SEZIONE PRIMA CIVILE

Composta dagli Ill.mi Sigg.ri Magistrati:

Dott. CRISTIANO Magda – Presidente –

Dott. VANNUCCI Marco – Consigliere –

Dott. FERRO Massimo – Consigliere –

Dott. DI STEFANO Pierluigi – rel. Consigliere –

Dott. AMATORE Roberto – Consigliere –

ha pronunciato la seguente:

ORDINANZA INTERLOCUTORIA

sul ricorso 22167/2020 proposto da:

S.K., elettivamente domiciliato in Petilia Policastro (KR), alla via Arringa n. 60, presso lo studio dell’avv. Giovanbattista Scordamaglia, che lo rappresenta e difende in virtù di nomina e procura speciale allegata al ricorso;

– ricorrente –

contro

Ministero Dell’interno, in persona del Ministro p.t., rappresentato e difeso, ex lege, dall’Avvocatura Generale dello Stato, domiciliato in Roma;

– resistente –

avverso la sentenza n. 2303/2019 della CORTE D’APPELLO di CATANZARO, depositata il 03/12/2019;

udita la relazione della causa svolta nella Camera di consiglio del 25/05/2021 da Dott. PIERLUIGI DI STEFANO.

FATTI DI CAUSA

S.K., cittadino del Pakistan, ricorre con tre motivi avverso la sentenza della Corte di appello di Catanzaro del 3 dicembre 2019 che rigettava la sua impugnazione avverso l’ordinanza del Tribunale di Catanzaro che confermava il diniego da parte della Commissione territoriale del riconoscimento del suo status di rifugiato o, in subordine, della protezione sussidiaria o del permesso di soggiorno per motivi umanitari.

Il richiedente fondava la richiesta sulle seguenti circostanze:

un giorno lo S. ricevette una busta da consegnare al suo datore di lavoro; la polizia, che lo fermò per un controllo, trovò nella busta un passaporto falso e una “grossa cifra di danaro”; quindi, con l’aiuto dello S., la polizia arrestò il datore di lavoro; il fratello dello S. venne ucciso in quei giorni con un colpo d’arma da fuoco.

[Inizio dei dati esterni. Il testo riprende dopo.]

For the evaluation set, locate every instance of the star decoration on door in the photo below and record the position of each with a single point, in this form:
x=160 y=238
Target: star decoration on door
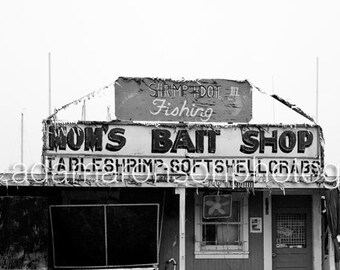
x=216 y=206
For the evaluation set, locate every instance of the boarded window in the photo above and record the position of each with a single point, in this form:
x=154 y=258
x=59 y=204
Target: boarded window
x=105 y=235
x=23 y=233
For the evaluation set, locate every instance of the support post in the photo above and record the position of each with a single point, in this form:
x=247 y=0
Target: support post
x=181 y=192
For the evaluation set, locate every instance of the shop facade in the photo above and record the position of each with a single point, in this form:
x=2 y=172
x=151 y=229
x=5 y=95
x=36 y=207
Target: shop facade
x=127 y=195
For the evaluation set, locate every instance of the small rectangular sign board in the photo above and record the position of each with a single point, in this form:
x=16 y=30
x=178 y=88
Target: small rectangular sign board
x=213 y=100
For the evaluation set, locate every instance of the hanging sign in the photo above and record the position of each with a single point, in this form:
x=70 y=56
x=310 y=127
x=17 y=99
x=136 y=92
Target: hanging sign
x=214 y=100
x=136 y=149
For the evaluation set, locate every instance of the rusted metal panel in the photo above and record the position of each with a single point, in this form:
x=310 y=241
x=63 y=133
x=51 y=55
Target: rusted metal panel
x=213 y=100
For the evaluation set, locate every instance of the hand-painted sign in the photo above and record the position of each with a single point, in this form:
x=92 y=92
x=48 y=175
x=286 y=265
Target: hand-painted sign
x=216 y=100
x=200 y=150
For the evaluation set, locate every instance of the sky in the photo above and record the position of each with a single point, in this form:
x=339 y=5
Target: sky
x=273 y=44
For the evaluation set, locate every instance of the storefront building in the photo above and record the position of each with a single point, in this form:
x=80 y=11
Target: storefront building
x=156 y=195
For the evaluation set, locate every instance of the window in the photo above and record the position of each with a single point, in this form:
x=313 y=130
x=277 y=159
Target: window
x=217 y=238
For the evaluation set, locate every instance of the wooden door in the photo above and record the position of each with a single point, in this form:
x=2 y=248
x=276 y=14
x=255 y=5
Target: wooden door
x=292 y=232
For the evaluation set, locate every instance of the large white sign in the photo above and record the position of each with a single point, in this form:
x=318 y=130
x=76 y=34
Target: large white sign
x=197 y=152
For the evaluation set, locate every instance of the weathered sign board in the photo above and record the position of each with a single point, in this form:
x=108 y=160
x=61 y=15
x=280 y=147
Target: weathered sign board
x=204 y=151
x=214 y=100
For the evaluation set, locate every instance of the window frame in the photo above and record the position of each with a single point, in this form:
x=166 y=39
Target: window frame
x=222 y=251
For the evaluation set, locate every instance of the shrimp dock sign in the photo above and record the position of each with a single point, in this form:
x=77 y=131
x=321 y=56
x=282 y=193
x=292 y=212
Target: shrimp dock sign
x=213 y=100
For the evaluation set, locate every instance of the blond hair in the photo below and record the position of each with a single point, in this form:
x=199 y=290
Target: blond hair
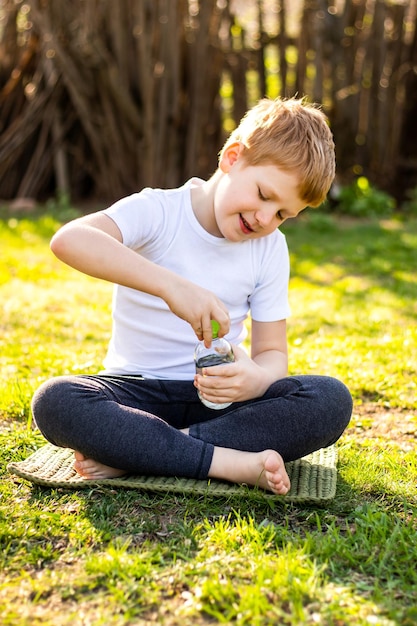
x=293 y=135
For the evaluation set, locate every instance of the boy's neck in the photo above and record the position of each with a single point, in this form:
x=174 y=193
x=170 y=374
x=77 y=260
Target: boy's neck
x=203 y=205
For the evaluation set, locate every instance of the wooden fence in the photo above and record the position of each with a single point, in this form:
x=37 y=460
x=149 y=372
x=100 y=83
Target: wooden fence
x=100 y=98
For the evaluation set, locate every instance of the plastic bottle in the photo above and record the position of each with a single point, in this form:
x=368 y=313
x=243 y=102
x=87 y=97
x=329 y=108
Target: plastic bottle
x=219 y=352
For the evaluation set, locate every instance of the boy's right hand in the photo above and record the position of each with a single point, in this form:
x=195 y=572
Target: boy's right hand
x=198 y=306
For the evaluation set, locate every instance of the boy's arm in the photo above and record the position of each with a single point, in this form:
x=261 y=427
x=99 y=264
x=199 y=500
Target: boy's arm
x=269 y=348
x=93 y=245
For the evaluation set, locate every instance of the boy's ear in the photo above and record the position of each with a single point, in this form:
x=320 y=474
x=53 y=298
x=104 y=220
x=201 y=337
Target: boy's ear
x=230 y=155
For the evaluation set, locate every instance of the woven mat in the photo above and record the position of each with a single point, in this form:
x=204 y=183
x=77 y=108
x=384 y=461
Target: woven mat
x=313 y=477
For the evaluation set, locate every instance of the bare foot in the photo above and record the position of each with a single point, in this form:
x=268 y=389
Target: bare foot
x=262 y=469
x=93 y=470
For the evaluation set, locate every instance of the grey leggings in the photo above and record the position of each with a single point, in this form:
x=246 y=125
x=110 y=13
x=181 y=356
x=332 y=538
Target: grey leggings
x=133 y=424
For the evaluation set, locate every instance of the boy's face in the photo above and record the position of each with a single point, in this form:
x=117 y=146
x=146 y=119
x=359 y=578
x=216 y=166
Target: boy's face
x=251 y=201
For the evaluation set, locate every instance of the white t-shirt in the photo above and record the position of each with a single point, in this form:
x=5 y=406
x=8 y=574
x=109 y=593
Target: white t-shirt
x=147 y=338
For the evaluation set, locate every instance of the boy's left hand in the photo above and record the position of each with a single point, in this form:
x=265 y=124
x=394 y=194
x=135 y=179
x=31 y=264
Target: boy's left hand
x=233 y=382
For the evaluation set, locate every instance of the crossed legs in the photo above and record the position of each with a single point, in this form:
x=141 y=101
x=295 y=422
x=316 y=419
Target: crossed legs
x=173 y=434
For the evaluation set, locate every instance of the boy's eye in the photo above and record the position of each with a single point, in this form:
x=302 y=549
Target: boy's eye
x=261 y=195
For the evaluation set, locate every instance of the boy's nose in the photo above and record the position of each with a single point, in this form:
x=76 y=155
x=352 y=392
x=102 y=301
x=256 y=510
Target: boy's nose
x=264 y=218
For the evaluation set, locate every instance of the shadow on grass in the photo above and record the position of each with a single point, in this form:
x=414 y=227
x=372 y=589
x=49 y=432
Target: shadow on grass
x=381 y=253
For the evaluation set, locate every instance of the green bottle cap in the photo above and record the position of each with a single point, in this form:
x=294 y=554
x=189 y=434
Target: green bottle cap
x=215 y=327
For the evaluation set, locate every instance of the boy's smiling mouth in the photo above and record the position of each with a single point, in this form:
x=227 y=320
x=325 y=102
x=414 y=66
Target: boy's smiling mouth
x=244 y=225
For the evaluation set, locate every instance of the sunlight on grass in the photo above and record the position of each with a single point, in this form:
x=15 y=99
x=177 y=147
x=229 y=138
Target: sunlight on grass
x=120 y=557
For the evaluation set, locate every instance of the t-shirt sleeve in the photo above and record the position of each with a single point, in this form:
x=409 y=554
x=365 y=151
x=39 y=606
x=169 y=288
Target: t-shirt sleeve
x=139 y=217
x=269 y=300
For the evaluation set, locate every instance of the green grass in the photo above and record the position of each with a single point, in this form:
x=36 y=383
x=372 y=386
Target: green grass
x=107 y=557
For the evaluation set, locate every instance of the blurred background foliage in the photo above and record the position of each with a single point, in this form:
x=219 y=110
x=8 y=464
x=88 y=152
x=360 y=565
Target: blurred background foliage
x=100 y=98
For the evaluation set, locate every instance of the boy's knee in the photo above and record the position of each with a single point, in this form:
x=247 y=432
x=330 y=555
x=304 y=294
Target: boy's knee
x=47 y=404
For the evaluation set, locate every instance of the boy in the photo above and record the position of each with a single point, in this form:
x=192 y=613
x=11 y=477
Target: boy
x=180 y=258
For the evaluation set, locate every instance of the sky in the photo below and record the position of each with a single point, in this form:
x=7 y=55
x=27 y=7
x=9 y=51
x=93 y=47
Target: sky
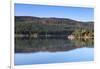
x=75 y=13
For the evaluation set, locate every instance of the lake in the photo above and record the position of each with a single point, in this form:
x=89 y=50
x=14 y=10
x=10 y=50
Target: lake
x=46 y=50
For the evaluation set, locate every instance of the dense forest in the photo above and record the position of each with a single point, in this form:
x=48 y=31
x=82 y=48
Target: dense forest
x=29 y=26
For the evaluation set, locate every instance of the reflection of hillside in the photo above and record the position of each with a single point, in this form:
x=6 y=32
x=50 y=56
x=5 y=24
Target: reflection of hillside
x=35 y=45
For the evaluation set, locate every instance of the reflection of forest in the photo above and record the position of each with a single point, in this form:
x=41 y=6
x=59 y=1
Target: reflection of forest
x=52 y=45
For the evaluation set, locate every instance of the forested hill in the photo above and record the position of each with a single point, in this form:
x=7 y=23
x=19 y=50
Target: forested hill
x=51 y=20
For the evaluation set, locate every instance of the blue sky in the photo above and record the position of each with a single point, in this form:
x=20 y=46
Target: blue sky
x=75 y=13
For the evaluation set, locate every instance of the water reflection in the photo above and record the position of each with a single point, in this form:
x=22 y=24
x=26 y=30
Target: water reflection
x=51 y=45
x=49 y=50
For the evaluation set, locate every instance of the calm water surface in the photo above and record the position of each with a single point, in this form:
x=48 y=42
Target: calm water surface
x=44 y=51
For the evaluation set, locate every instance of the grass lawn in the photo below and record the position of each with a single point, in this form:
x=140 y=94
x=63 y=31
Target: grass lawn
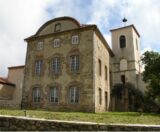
x=107 y=117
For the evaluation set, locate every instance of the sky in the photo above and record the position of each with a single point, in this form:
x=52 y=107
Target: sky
x=20 y=19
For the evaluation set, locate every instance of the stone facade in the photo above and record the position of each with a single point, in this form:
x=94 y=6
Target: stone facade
x=11 y=89
x=90 y=48
x=126 y=66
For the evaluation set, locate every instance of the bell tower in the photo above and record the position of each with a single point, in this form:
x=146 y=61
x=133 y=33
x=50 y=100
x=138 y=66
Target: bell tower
x=126 y=62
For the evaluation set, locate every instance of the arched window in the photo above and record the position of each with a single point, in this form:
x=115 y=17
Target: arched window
x=36 y=95
x=56 y=65
x=54 y=95
x=123 y=65
x=74 y=63
x=73 y=94
x=100 y=96
x=122 y=41
x=99 y=67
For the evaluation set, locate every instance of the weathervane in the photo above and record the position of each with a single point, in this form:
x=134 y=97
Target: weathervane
x=125 y=5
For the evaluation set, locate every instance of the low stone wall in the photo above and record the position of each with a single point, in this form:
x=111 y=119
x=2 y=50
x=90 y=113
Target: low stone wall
x=11 y=123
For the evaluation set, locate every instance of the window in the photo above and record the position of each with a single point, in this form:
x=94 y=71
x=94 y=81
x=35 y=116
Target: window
x=39 y=46
x=106 y=73
x=136 y=44
x=74 y=95
x=100 y=96
x=36 y=95
x=122 y=40
x=99 y=66
x=74 y=63
x=123 y=79
x=56 y=43
x=56 y=65
x=54 y=93
x=75 y=39
x=57 y=27
x=38 y=67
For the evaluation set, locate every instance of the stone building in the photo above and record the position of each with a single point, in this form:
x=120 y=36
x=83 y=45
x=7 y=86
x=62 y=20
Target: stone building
x=11 y=88
x=70 y=66
x=67 y=67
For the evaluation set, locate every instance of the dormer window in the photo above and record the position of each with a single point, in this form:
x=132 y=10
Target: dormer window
x=122 y=41
x=75 y=39
x=57 y=27
x=56 y=43
x=39 y=45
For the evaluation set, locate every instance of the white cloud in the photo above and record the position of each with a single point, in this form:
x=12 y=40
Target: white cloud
x=19 y=19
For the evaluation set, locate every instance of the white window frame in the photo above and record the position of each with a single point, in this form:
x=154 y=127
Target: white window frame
x=54 y=95
x=56 y=65
x=74 y=63
x=38 y=67
x=74 y=95
x=36 y=95
x=100 y=95
x=40 y=45
x=56 y=43
x=75 y=39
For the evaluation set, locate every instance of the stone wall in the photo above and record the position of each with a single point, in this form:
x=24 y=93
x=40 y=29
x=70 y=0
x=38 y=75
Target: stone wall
x=10 y=123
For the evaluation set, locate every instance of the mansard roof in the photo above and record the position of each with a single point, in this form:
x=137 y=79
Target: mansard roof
x=127 y=27
x=79 y=27
x=5 y=81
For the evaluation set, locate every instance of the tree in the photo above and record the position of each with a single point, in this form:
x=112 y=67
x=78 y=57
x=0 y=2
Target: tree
x=151 y=74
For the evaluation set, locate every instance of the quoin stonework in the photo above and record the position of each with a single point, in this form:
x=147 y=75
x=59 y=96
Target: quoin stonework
x=70 y=67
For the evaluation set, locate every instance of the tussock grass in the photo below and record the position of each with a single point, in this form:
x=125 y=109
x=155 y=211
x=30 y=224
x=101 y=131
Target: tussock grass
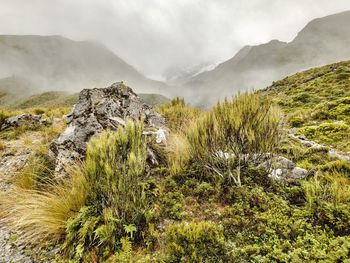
x=178 y=152
x=178 y=115
x=40 y=216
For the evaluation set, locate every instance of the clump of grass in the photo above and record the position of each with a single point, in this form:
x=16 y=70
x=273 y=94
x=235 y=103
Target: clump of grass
x=2 y=146
x=40 y=216
x=177 y=114
x=178 y=153
x=117 y=205
x=38 y=170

La Corte riteneva tale vicenda poco plausibile, essendovi peraltro lacune, approssimazione e incongruenze su elementi rilevanti; perciò escludeva lo status di rifugiato. Escludeva, inoltre, la protezione sussidiaria in quanto il Pakistan, nel territorio di residenza del ricorrente, presenta condizioni stabili come da fonti internazionali. Quanto alla protezione umanitaria, la Corte dava atto che vi era prova dell’inserimento lavorativo e sociale del richiedente, ma che ciò non bastava a fondare la protezione umanitaria in quanto il richiedente non ha fatto riferimento a situazioni di indigenza o compromissione della dignità personale nel paese di origine.

Il Ministero dell’Interno non ha svolto difese.

RAGIONI DELLA DECISIONE

con l’ordinanza interlocutoria n. 28316 del 2020 dell’11.12.2020 è stata rimessa alle S.U. la questione di massima di particolare importanza avente ad oggetto la configurabilità del diritto alla protezione umanitaria, nella vigenza del D.Lgs. n. 286 del 1998, art. 5, comma 6, quando sia stato accertato il radicamento del cittadino straniero, fondato su indici di stabilità lavorativa e relazionale, la cui modificazione mediante il rimpatrio possa ritenersi idonea a determinare una situazione di vulnerabilità dovuta alla compromissione del diritto alla vita privata o familiare;

la questione appare rilevante nel presente giudizio, in cui risulta accertato che il ricorrente lavora stabilmente in Italia.

P.Q.M.

rinvia a nuovo ruolo, in attesa della decisione delle S.U..

Così deciso in Roma, nella Camera di consiglio, il 25 maggio 2021.